Not that Social Security is any kind of panacea. It pays out an average of $1,230 per month. Even with that meager payout, Social Security constitutes the majority of retirement income for the poorest 60% of retirees; retirees are poor. Social Security is a way to keep people out of poverty; it’s not a retirement with dignity.
Likewise with Medicare: despite liberals’ love for the program, and our desire that everyone be allowed to buy into it, it’s by no means salvation. Marilyn Moon goes into great and fascinating detail about this in her [book: Medicare: A Policy Primer], of which I desperately need to write a review. Moon’s take, which is woefully rare, is to look at Medicare from the perspective of the beneficiaries; too often we look at it only from the perspective of the Federal budget. From the beneficiaries’ perspective, Medicare is a den of complexity. It’s not the single-payer health-care system of our dreams, and it leaves too many retieees (who are, again, by no means wealthy) paying a significant portion of their disposable income toward medical care. In the single-payer system that I think most liberals imagine, you’d pay some amount in taxes, and that would be that. No one expects me to pay a Department of Defense co-pay if the country gets invaded: my taxes are supposed to do the job on their own.
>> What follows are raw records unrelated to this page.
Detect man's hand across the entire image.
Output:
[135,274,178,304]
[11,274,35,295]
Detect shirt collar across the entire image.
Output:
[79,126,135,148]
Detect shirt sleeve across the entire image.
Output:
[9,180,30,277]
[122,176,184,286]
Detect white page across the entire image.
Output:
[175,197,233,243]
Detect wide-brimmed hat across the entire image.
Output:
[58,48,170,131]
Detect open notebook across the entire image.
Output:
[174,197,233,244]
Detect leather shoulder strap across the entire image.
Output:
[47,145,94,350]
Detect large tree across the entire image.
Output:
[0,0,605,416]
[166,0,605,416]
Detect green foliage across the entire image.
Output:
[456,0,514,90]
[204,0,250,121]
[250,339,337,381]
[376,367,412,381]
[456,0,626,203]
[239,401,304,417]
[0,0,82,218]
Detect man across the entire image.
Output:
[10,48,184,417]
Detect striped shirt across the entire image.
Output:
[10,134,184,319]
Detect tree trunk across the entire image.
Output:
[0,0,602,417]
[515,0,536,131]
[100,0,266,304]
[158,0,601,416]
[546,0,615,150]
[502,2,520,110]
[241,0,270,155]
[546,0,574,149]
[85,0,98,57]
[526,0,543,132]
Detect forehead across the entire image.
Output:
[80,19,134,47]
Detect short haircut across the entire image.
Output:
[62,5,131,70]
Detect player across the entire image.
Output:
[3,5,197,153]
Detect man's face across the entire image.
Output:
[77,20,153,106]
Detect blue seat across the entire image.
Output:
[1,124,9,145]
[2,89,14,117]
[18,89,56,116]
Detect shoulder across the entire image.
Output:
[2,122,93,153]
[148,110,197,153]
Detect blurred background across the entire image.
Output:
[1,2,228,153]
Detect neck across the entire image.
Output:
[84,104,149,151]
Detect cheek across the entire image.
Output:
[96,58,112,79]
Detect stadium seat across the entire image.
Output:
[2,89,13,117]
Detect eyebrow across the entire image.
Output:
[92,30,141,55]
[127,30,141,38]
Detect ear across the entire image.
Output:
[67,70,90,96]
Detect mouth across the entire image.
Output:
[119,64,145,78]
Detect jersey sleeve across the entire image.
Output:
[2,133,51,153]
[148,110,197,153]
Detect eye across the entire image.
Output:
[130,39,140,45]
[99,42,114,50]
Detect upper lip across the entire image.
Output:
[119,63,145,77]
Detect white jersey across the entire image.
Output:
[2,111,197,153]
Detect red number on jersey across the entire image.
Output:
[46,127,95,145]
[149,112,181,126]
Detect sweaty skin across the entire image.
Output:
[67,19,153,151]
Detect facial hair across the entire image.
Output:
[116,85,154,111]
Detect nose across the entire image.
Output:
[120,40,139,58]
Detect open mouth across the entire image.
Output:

Decades of bludgeoning by the Republican Party has left us with the mistaken impression that we’re a poor country, and that the only thing we can do is cut cut cut. We’re not; we’re an astoundingly wealthy country. What is that wealth buying us? (Well, other than $1.121 trillion to fly money to the Middle East, drop it out of planes, and blow it up.) Wealthy societies should be willing to spend more on health care: a year of life is worth more to us than a year of life in a poorer country — indeed, worth more to us than a year of life to our relatively impoverished 1960s selves. (That’s the fundamental argument underneath David Cutler’s excellent [book: Your Money Or Your Life], which I’ll review soon if I know what’s good for me.)
Wealthy societies should also, at some point, decide whether to convert some of their hard-won gains into leisure. We never seem to have had that discussion. Even opening up this discussion in “libertarian”-friendly ways — like allowing people to contribute money to their Social Security now to buy themselves extra retirement income — would be a worthwhile place to start.
Instead all our discussions are of a crabbed and nervous and desiccated sort. We act as though we’re a poor country. Every politician likes to say that he opposes the story of U.S. decline, but this incessant poverty drumbeat says quite the opposite.